Before a journalist suggests, yet again, that Harvard students never put their feet on the ground about issues they care about, I think it’s important to point out the impressive nature of this school year’s student activism. In the fall, students from the Trans Task Force and Anti-Imperialist Movement  protested President Drew G. Faust signing an agreement that brought Naval Reserve Office Training Corps back on campus. The students of the Environmental Action Committee and Students for a Just and Stable Future travelled to Boston and Washington D.C. with the Tar Sands Action Campaign to protest against the Keystone XL Pipeline; meanwhile, the Global Health and AIDS Coalition held multiple actions all year calling out both Senator Scott P. Brown and Merck & Co. for their failure to support global health goals.

While students staged a walkout of professor N. Gregory Mankiw’s Economics 10 lecture and prompted Goldman Sachs to cancel recruiting events at multiple colleges, Occupy Harvard maintained a tent city in Harvard Yard for over two months. Other students concerned about economic justice organized with library workers to demand no layoffs in the restructuring process. The Palestine Solidarity Committee held a one-day hunger strike in solidarity with Palestinian administrative detainees; black student groups organized a rally for Trayvon Martin. And just last Saturday, Harvard students joined with feminists from around Boston to protest the War on Women. Moreover, this year’s student campaigns have been successful: In response to student demands, Harvard not only halted future investments in HEI Hotels and Resorts but also funded cage-free eggs in the dining halls and sustainable jobs for Harvard’s food service.

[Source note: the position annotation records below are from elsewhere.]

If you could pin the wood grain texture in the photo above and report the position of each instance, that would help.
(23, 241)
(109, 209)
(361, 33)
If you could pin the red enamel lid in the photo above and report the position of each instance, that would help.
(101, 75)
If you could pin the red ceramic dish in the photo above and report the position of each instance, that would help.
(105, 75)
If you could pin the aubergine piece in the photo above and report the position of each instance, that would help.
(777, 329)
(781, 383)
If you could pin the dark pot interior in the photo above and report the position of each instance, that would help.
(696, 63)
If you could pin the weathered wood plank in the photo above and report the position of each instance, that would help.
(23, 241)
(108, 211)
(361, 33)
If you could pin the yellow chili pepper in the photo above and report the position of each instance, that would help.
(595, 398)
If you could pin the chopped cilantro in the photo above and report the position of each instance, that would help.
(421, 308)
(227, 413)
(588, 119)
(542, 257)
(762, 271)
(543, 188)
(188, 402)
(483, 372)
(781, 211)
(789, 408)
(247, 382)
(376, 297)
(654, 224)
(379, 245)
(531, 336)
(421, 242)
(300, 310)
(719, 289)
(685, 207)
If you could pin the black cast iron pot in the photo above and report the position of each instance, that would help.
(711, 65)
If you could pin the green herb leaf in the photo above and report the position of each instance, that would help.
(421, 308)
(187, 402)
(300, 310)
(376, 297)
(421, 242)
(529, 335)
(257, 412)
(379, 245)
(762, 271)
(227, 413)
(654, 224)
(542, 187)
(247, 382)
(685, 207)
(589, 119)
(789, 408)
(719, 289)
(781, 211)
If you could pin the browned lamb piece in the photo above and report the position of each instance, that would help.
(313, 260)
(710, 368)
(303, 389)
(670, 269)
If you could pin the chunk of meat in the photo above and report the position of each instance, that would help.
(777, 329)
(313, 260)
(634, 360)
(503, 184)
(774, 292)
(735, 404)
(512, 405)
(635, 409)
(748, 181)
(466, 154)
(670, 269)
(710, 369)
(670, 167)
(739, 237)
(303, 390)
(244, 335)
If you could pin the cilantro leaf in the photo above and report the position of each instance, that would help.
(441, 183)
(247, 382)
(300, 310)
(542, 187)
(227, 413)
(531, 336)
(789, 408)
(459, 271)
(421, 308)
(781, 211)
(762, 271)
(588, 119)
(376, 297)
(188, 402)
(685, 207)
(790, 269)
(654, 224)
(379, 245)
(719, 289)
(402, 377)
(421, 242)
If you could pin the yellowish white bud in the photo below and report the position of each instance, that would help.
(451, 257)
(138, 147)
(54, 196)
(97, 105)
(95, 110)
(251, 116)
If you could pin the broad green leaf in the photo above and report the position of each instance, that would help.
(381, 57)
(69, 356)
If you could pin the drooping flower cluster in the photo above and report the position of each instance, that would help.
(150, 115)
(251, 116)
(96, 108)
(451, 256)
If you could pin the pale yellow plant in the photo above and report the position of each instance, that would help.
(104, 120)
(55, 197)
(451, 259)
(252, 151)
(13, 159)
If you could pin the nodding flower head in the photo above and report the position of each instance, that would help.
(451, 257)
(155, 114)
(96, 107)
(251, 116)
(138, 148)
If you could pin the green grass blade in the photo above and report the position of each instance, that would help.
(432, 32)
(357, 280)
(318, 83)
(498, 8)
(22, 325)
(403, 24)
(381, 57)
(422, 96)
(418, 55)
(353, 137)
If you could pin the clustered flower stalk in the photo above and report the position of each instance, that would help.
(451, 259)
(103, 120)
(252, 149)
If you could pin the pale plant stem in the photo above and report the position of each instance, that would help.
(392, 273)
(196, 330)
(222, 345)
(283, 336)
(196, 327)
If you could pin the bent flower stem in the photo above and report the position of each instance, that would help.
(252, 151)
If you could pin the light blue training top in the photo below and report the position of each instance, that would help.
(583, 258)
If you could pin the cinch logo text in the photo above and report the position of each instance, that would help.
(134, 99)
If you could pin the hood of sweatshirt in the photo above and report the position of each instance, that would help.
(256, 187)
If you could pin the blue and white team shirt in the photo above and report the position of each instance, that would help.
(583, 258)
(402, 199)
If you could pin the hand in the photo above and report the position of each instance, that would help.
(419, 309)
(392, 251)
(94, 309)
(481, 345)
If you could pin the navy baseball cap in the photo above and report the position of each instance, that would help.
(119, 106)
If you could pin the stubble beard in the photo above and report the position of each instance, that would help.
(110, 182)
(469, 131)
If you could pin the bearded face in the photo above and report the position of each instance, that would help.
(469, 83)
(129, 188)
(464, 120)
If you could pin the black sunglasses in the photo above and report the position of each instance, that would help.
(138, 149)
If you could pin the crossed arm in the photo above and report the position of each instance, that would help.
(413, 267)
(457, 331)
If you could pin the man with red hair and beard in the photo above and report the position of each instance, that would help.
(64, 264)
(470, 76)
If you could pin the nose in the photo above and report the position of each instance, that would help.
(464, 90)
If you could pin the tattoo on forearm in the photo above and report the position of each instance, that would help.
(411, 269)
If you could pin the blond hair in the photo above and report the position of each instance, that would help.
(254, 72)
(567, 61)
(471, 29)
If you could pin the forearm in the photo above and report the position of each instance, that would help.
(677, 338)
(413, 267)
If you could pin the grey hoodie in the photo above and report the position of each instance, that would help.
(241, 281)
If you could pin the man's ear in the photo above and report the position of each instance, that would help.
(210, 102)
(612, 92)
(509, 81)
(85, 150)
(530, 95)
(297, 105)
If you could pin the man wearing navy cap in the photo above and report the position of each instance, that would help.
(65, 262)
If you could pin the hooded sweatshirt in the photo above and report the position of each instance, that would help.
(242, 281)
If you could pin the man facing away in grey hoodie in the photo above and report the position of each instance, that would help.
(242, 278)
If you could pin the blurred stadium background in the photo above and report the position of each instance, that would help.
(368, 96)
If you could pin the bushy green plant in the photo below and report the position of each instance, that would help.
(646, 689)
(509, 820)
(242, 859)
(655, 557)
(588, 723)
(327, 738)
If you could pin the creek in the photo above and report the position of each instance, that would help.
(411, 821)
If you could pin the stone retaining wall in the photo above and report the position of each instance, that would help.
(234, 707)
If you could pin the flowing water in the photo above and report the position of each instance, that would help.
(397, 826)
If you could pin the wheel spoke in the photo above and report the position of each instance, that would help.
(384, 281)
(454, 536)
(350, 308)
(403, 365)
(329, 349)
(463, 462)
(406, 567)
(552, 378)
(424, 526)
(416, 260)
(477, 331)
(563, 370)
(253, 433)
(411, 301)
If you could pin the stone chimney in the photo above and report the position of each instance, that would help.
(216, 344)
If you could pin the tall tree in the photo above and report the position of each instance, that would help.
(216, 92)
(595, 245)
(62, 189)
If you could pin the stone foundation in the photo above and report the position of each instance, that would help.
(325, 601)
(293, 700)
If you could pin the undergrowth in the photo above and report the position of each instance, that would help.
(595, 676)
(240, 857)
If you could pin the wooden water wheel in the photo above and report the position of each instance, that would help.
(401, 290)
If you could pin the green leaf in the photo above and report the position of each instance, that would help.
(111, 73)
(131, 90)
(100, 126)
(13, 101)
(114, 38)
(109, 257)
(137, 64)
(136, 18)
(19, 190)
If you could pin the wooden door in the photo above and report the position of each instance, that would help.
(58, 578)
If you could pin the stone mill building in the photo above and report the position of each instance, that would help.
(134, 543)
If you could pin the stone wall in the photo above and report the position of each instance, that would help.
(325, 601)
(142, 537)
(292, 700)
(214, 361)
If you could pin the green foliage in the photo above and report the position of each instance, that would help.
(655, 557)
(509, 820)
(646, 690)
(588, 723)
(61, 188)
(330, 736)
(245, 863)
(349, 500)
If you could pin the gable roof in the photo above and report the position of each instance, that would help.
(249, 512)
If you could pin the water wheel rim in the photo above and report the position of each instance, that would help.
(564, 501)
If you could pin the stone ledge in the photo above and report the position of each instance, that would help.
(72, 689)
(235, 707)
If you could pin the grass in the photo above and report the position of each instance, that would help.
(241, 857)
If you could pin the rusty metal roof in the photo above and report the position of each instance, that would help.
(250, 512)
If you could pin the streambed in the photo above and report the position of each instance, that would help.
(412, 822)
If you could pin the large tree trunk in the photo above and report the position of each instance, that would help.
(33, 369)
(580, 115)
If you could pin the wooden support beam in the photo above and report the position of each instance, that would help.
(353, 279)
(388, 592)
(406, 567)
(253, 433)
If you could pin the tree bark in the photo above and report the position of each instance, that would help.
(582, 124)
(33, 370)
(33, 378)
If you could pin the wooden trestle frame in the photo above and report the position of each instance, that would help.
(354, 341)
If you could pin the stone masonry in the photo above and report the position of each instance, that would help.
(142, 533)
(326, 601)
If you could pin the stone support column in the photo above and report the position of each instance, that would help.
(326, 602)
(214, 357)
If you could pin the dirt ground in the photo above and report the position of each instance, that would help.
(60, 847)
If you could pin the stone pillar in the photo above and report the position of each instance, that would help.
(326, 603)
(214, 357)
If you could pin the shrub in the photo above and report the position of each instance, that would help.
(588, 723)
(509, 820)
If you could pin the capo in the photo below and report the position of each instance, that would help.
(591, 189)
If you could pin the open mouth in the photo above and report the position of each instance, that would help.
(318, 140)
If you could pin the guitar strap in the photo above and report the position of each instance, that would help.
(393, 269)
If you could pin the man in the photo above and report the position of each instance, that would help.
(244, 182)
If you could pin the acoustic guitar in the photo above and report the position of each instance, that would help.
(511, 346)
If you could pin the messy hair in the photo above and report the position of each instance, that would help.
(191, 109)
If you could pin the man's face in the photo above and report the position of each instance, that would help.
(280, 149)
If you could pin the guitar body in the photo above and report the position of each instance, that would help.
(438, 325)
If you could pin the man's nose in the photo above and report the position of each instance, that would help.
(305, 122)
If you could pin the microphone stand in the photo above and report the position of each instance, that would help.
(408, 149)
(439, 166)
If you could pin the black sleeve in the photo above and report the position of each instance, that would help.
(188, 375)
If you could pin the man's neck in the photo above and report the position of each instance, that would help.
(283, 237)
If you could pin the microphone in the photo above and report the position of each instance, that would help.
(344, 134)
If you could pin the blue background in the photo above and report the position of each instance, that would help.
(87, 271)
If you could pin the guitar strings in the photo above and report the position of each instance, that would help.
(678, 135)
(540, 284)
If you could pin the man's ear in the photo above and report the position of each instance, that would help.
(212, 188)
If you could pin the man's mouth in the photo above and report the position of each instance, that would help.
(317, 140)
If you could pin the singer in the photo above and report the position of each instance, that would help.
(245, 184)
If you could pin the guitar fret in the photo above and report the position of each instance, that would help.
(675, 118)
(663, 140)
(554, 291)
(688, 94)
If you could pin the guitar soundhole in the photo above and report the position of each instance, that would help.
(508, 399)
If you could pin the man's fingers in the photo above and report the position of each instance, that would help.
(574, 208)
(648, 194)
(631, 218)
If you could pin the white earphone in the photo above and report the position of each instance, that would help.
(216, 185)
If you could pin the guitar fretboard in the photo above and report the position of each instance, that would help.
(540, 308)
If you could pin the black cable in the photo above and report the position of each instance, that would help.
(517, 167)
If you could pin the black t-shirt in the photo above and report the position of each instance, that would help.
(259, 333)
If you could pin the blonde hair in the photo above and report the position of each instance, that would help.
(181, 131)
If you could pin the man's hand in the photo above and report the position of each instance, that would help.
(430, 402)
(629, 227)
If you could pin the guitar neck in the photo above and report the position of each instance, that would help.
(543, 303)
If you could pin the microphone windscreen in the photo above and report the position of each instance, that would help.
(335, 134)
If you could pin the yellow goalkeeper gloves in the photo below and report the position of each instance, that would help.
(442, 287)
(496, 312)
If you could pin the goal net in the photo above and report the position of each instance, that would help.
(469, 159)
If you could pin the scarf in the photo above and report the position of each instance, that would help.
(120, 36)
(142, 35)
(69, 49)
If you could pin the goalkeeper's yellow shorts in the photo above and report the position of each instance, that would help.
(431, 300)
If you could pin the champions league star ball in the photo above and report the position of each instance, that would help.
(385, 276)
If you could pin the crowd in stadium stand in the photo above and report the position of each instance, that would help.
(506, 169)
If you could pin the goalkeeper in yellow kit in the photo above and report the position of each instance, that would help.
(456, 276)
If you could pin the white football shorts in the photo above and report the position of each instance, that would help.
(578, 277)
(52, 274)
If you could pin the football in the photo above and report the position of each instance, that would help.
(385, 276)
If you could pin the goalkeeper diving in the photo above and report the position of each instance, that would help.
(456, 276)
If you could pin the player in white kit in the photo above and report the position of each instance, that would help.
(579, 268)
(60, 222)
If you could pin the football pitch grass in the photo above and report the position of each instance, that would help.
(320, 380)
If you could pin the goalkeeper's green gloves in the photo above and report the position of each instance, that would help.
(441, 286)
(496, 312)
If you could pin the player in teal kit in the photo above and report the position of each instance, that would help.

When Harvard students are organizing around issues ranging from labor rights to environmental sustainability to global health to justice in Palestine to queer and women’s rights, it seems ludicrous to suggest that our campus is politically apathetic. Denying the existence of student activism demeans the organizing done by student activists on Harvard’s campus, discouraging future activism and discounting true victories.

Not every sympathetic student will come to every action—after all, even those who strongly believe in direct action understand that the largest march must be complemented by weeks or months of organizing—but Harvard undergraduates have a pretty good track record so far. So let us recognize, and celebrate, the achievements and victories of student activists at Harvard this past year—and let’s spend the summer researching, planning, and organizing for another year of making our campus, and the world, a better place.

Sandra Y. L. Korn ’14, a Crimson editorial executive, is a history of science and studies of women, gender, and sexuality joint concentrator in Eliot House.